Case study: Advanced battery manufacturing
A domestic battery manufacturer sought financing for a $1.2 billion plant producing next-generation solid-state batteries. The company assembled $300 million in equity, secured supply agreements with automakers, and demonstrated pilot line success. LPO provided an $800 million Title 17 loan guarantee with FFB financing, enabling 25-year amortization at Treasury-based rates. The project created 1,800 construction jobs and 900 permanent positions, included union-backed apprenticeship programs, and achieved 60% emissions reduction compared with conventional lithium-ion production. Title 17 financing catalyzed additional private investment, positioning the company to expand capacity across multiple states.
Frequently asked questions
Can early-stage companies apply? LPO expects applicants to have robust financial backing and near-term construction plans. Early-stage firms should partner with experienced developers or co-sponsors to strengthen credibility.
Does Title 17 require domestic content? While not always mandatory, DOE encourages compliance with Buy America and prevailing wage standards, especially when stacking with IRA tax credits that require them.
Can Title 17 refinance existing debt? The Energy Infrastructure Reinvestment (EIR) category allows refinancing or repurposing existing energy infrastructure to reduce emissions, provided upgrades deliver substantial decarbonization benefits.
What interest rates apply? Loans financed through FFB typically use a Treasury rate plus a credit spread. Private lender structures follow negotiated terms with DOE guarantee backing.
How long does the process take? From Part I submission to financial close can take 12–24 months depending on project readiness, NEPA complexity, and diligence speed.
Glossary
- Credit subsidy cost: Present value of expected losses; applicants may pay or use appropriated funds.
- Energy Infrastructure Reinvestment (EIR): Title 17 category supporting projects that repurpose or retire high-emitting infrastructure.
- Federal Financing Bank (FFB): Treasury entity providing low-cost financing for federally backed loans.
- Justice40: Federal initiative directing 40% of benefits from climate and clean energy investments to disadvantaged communities.
- Technology Readiness Level (TRL): Scale assessing technology maturity; Title 17 targets TRL 7–9 (pilot/commercial).
Resources and data tools
- DOE LPO Title 17 Program Guidance and application templates.
- Community Benefits Plan toolkit and Justice40 mapping tools.
- Argonne National Laboratory GREET model for lifecycle emissions analysis.
- National Renewable Energy Laboratory (NREL) cost and performance data for emerging technologies.
- DOE permitting and NEPA resources to streamline environmental reviews.

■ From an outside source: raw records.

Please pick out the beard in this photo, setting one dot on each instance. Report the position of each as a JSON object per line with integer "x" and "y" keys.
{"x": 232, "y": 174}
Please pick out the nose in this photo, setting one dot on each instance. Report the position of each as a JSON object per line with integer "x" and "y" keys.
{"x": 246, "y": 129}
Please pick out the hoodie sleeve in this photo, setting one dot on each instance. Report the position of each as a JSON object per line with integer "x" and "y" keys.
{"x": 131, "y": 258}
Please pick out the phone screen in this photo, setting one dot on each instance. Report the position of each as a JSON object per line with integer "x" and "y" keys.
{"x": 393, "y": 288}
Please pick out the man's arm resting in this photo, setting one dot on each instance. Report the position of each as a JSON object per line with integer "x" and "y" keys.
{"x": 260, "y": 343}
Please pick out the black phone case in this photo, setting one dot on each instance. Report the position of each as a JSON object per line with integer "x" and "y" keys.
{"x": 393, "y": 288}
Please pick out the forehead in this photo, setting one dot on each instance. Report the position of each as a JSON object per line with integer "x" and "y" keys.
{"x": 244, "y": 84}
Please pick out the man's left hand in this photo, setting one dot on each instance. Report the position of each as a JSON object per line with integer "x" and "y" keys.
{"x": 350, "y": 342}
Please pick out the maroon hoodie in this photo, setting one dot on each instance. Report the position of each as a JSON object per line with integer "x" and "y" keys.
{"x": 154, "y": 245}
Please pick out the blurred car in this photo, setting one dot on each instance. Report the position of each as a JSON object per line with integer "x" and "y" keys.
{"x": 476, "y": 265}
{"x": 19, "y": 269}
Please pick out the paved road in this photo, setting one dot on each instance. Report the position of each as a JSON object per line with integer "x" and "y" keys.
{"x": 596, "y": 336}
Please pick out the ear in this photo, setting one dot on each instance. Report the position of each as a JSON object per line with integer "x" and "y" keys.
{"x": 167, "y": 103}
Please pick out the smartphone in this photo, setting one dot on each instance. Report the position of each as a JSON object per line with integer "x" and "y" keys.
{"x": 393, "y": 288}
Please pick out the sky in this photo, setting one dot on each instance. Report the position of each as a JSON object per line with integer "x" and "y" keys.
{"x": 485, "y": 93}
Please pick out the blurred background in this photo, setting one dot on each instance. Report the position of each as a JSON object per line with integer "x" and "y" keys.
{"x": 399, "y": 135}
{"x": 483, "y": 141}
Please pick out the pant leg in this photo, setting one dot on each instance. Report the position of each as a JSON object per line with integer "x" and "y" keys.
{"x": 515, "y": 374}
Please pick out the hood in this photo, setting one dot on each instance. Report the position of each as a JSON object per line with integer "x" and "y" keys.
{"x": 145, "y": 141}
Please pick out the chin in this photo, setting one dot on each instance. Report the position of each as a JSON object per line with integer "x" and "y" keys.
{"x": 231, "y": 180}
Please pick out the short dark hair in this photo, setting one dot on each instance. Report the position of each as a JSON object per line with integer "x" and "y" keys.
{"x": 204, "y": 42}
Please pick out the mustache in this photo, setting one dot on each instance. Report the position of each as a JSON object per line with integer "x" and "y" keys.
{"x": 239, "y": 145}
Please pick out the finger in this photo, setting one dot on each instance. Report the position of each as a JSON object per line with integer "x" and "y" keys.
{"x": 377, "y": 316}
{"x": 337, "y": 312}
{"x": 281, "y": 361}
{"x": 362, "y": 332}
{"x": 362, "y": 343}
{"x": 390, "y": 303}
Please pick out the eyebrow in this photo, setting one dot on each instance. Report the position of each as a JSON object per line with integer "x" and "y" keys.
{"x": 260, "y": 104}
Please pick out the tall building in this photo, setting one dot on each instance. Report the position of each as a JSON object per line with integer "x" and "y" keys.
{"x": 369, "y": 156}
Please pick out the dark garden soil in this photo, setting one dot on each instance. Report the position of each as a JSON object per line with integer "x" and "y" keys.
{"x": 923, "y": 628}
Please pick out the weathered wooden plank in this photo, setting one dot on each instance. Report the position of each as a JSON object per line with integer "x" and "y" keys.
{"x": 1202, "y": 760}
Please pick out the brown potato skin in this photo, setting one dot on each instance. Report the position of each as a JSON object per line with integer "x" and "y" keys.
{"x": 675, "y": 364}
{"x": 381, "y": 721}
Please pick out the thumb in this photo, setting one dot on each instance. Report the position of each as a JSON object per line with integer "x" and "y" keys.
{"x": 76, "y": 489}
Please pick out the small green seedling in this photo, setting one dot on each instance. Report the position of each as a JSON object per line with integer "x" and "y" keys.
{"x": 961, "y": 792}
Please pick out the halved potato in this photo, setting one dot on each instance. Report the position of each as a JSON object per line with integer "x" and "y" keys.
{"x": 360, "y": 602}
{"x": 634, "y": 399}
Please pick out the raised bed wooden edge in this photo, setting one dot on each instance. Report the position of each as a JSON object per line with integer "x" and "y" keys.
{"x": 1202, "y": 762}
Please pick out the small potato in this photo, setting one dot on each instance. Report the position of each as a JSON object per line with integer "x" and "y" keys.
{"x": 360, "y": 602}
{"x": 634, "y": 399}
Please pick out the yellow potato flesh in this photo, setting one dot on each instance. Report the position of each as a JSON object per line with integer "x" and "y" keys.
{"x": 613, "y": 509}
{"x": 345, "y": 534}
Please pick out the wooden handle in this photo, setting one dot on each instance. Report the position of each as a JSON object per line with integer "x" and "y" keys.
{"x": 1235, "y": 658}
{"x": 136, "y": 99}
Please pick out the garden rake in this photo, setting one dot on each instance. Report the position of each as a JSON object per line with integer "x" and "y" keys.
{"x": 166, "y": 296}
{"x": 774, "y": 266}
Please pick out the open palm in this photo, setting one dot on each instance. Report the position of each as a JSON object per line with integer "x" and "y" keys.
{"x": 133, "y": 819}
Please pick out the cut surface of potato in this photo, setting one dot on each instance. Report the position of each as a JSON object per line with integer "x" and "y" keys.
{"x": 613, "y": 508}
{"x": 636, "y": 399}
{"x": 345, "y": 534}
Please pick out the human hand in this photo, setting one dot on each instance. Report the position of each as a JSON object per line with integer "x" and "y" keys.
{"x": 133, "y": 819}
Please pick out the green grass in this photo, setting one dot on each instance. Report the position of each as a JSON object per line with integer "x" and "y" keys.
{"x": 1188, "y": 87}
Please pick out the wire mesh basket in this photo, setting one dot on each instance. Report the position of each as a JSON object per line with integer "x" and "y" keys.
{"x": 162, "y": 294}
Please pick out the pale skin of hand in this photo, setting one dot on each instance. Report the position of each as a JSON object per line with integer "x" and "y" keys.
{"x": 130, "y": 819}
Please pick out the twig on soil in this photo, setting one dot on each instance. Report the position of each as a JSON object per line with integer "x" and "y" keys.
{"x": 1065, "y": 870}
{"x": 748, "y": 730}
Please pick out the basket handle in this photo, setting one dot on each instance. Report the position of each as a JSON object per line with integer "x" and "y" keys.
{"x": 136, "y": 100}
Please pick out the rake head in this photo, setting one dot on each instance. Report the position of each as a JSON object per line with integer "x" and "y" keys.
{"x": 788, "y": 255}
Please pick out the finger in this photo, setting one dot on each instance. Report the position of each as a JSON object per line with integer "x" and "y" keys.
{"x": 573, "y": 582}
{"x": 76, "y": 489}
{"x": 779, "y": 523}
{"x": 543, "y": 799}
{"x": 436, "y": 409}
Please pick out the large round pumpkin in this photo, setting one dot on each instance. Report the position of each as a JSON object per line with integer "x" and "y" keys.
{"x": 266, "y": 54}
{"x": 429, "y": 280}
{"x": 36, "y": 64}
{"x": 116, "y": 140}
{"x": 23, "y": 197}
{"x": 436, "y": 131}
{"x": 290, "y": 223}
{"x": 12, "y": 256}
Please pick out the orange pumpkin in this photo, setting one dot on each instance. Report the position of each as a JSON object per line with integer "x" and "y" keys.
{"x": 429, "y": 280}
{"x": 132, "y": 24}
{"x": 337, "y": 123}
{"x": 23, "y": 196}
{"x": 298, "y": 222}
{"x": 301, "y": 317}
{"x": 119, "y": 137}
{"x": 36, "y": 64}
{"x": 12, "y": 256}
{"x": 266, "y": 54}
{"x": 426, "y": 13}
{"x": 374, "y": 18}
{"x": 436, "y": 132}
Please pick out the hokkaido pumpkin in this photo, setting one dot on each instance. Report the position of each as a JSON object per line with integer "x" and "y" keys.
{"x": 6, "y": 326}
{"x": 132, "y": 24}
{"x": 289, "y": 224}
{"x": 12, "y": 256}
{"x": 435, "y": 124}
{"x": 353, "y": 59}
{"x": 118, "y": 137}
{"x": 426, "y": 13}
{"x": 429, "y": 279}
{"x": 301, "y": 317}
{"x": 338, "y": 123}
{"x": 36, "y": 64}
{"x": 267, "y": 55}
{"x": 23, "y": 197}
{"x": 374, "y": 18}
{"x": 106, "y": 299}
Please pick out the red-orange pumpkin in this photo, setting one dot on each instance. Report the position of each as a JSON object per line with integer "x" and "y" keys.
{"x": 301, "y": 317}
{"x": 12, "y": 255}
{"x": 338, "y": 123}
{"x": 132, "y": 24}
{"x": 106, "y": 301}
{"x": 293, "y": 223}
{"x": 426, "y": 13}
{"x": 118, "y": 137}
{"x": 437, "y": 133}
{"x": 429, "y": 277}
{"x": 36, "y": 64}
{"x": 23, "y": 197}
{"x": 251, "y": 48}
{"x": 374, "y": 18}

Search optimization guidance
Use search phrases such as “Title 17 loan guarantee application,” “DOE LPO due diligence checklist,” “Energy Infrastructure Reinvestment financing,” and “innovative clean energy project funding.” Add sector terms (“green hydrogen Title 17,” “carbon capture loan guarantee”) to attract specialized audiences.
Action checklist
- Conduct a readiness assessment covering technology innovation, emissions impact, financial robustness, and community benefits.
- Assemble a seasoned project team and build a comprehensive data room before submitting Part I.
- Submit Part I to establish eligibility, then deliver a detailed Part II application addressing technical, financial, environmental, and community dimensions.
- Navigate due diligence proactively—respond to RFIs quickly, finalize NEPA, and negotiate term sheets that align with project risk.
- Implement strong governance and reporting systems post-closing to maintain compliance and unlock future LPO support.
By mastering Title 17 requirements and demonstrating market-transforming potential, developers can secure patient, large-scale capital that accelerates America’s clean energy transition.